Keep it on the Down Low: Protecting Business Confidential Information from a Human Relations Perspective
Almost every business has some information that it wishes to keep confidential, and many businesses have information that the law requires them to keep confidential. In a world that seems to be filled with hackers, what these companies do to protect this confidential information is not only a legal concern, but is the stuff of a front page PR nightmare. While much attention is being paid to what a company’s information technology department is doing on cybersecurity, the human relations department has a role to play as well.
Each company needs to decide which employees should have access to confidential information. Once that is done, it is important that those employees are put on notice of the confidentiality of the information entrusted to them and that they have a legal obligation to maintain that confidentiality. This notification can be done through policies and procedures, but creating legal obligations might be better accomplished through actual confidentiality agreements. To have every employee in the company sign confidentiality agreements begs the question as to what is the confidential information being protected if every employee in the company apparently knows about it, which is why identifying the employees who have this information should be done at the outset. The agreements themselves should list with some specificity for each employee the type of confidential information to which they will have access and that they will have an obligation to protect. Building into the contract the ability to add an addendum in case the employee is promoted or put on new projects can protect the confidential information that the employee receives after signing the agreement. HR departments are often in the best position to take these steps since they already deal with company policies and procedures, and employee documentation such as notices and acknowledgments.

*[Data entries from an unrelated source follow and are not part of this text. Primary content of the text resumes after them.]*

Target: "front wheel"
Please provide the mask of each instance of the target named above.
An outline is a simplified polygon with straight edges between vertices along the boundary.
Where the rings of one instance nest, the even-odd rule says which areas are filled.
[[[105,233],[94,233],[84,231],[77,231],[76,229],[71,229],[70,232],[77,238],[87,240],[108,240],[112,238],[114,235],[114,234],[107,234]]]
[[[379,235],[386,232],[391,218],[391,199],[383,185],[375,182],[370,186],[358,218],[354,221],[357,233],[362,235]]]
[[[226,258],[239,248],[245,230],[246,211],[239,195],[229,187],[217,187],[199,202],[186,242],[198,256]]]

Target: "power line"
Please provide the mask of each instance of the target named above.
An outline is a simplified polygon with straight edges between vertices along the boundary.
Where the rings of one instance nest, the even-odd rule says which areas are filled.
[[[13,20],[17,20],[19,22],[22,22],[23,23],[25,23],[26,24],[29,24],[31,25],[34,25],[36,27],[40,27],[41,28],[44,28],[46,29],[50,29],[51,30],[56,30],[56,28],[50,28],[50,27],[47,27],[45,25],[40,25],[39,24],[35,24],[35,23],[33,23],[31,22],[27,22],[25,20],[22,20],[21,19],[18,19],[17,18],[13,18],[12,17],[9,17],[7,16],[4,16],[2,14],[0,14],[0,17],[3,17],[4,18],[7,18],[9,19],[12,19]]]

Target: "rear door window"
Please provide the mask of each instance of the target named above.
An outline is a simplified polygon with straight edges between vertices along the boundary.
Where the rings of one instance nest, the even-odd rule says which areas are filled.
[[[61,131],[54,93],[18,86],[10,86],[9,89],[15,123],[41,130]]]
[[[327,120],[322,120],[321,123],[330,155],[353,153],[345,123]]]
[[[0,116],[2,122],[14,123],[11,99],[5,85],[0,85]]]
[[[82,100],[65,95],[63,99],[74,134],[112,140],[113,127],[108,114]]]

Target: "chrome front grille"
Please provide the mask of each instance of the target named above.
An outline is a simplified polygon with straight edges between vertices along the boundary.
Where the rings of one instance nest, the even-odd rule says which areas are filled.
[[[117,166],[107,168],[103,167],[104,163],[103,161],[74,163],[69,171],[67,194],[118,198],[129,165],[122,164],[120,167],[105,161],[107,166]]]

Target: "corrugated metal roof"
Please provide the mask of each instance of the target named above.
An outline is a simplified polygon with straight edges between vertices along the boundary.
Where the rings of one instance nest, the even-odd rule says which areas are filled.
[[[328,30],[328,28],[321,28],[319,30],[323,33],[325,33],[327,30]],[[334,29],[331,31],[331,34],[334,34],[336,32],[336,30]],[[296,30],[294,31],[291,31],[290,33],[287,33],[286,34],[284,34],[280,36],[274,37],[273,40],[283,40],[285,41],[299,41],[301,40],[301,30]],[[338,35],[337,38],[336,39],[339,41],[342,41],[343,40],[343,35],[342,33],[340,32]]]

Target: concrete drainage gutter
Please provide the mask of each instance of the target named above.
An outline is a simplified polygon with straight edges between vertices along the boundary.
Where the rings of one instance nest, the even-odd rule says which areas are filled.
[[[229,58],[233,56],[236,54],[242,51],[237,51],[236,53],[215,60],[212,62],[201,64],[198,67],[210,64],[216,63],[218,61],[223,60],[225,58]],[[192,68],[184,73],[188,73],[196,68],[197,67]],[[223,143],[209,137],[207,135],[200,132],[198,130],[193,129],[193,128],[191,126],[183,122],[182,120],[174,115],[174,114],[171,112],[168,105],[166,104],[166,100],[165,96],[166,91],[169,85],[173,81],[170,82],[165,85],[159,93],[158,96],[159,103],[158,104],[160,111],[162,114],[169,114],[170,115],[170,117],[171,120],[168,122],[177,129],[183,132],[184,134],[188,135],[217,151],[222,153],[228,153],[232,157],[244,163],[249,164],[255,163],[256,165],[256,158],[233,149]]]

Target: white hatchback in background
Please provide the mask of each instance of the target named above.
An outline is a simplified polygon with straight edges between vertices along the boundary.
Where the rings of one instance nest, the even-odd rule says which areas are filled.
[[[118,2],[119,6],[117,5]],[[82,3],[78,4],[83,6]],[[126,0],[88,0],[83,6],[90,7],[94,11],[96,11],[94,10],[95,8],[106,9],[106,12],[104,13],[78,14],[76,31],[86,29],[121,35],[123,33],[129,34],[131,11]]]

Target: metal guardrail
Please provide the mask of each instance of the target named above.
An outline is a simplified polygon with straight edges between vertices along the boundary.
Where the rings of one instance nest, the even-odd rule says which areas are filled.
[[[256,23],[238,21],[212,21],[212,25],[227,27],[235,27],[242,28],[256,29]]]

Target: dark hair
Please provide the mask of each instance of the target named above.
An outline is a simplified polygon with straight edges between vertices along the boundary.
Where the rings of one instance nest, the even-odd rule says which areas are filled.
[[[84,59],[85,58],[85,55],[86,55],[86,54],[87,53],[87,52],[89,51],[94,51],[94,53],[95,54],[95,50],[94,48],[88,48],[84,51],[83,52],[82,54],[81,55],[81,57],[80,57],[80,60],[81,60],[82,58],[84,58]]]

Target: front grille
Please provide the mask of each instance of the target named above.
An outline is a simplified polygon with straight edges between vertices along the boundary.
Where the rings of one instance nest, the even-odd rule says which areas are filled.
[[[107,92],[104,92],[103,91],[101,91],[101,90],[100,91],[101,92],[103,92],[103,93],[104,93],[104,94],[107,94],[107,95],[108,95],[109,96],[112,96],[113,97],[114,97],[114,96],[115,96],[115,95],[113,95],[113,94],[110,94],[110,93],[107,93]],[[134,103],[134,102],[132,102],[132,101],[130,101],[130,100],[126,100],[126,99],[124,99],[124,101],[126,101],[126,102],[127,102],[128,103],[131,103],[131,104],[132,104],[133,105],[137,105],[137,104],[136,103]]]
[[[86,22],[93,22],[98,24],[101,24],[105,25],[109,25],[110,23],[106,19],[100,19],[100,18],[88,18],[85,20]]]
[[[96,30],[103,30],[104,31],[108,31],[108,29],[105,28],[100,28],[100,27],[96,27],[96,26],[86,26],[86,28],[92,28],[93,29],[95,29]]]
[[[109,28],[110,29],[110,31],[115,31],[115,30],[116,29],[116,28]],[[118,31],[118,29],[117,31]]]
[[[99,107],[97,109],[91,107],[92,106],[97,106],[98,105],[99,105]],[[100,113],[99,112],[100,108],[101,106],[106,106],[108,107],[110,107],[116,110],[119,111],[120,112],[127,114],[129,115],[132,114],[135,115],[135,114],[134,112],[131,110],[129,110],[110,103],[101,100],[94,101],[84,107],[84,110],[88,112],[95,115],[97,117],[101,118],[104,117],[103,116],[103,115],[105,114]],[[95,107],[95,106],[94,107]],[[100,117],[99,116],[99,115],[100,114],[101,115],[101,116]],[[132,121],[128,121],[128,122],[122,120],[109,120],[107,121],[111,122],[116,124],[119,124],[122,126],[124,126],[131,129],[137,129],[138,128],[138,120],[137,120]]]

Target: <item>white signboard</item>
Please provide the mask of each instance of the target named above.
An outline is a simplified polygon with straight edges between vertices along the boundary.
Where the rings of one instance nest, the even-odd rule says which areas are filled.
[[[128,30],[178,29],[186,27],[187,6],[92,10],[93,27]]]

It is important that confidentiality agreements are not written so broadly as to include information that is publicly available or subject to the employees’ general knowledge. Confidentiality agreements with broad definitions of what is confidential create the risk that a court could find them to be non-compete agreements, which would in many states mean they are unenforceable. If you want to see a close call related to this issue, take a look at the Sixth Circuit’s decision in Orthofix, Inc. v. Eric W. Hunter, decided on November 17, 2015, where the Sixth Circuit, interpreting Texas law, saved a confidentiality agreement because it found the agreement was specific enough not to equate to a non-compete, which would have failed under the Texas non-compete statute.
The bottom line is, the HR department has a big role to play on keeping things on the down low, and no company should solely rely upon its IT department to save the day on confidentiality.